Hey Fr. Mark--there are several different beliefs as to the origin of the tradition of visiting the seven churches on Holy Thursday. The one I tend to believe is that it probably originated in Rome where the early faithful visited the seven major basilicas as penance. I've read other things that suggest the practice originated in Poland, but, as to why, I know not. Maybe Fr. Dwayne could enlighted us about whether that's true...

Either way, it's a great practice, and I only wish I had the opportunity to visit seven churches as fantastic as the major basilicas. Either way, Happy Easter!

Anonymous said...

Hey! I am from Pennsylvania in the USA. My grandmother always told my mother to visit the 7 churches on Holy Thursday, and in my area Pittston, people still do.


The tradition of visiting seven churches on Holy Thursday is an ancient practice, probably originating in Rome, where early pilgrims visited the seven major basilicas as penance. They are Saint John Lateran, Saint Peter, Saint Mary Major, Saint Paul-outside-the-Walls, Saint Lawrence-outside-the-Walls, Saint Sebastian-outside-the-Walls, and Holy Cross-in-Jerusalem.

Pope Boniface VIII revived the pilgrimage tradition in 1300 with the establishment of the Jubilee Year, and Rome became a center for pilgrimages. The seven churches developed as particular sites for visits. The seven areas may also be related to the historical seven deacons of Rome, whose responsibility was to minister to the poor in their region of the city. The first seven deacons in the Church were the seven assistants ordained by the Apostles to minister to the poor.

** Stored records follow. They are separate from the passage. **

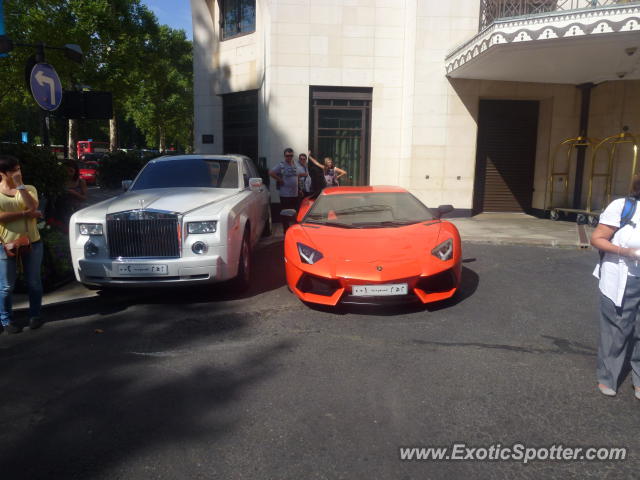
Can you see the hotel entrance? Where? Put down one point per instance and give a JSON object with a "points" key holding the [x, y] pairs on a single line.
{"points": [[506, 153], [340, 125]]}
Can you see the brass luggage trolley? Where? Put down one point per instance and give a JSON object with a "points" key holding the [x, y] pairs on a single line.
{"points": [[625, 166], [560, 174]]}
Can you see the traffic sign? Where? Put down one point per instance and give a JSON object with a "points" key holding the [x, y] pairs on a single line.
{"points": [[45, 86]]}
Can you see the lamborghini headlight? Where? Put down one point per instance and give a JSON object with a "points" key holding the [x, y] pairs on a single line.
{"points": [[444, 251], [308, 255]]}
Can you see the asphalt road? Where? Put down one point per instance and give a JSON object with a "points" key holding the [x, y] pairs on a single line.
{"points": [[178, 384]]}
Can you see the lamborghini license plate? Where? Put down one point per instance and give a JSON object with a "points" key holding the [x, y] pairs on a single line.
{"points": [[379, 290]]}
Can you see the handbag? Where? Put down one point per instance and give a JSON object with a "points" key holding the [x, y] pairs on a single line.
{"points": [[20, 245]]}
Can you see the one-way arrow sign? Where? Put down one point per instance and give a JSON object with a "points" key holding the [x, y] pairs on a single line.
{"points": [[45, 86]]}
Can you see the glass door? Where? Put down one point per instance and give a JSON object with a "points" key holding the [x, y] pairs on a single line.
{"points": [[341, 132]]}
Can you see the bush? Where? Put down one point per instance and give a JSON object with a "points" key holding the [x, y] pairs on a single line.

The practice in the Diocese of Pittsburgh has continued to be strong, owing in part to the influence of the Holy Name Society whose members are instrumental in many of the local pilgrimages.

The Diocesan Holy Name Society produces a book of prayers used on the seven church visitations. A new collection of meditations and prayers for 2008 will be posted on the website, Participants usually do seven Stations of the Cross as part of each visit. In this year’s booklet, two prayers are provided for each of the seven stations.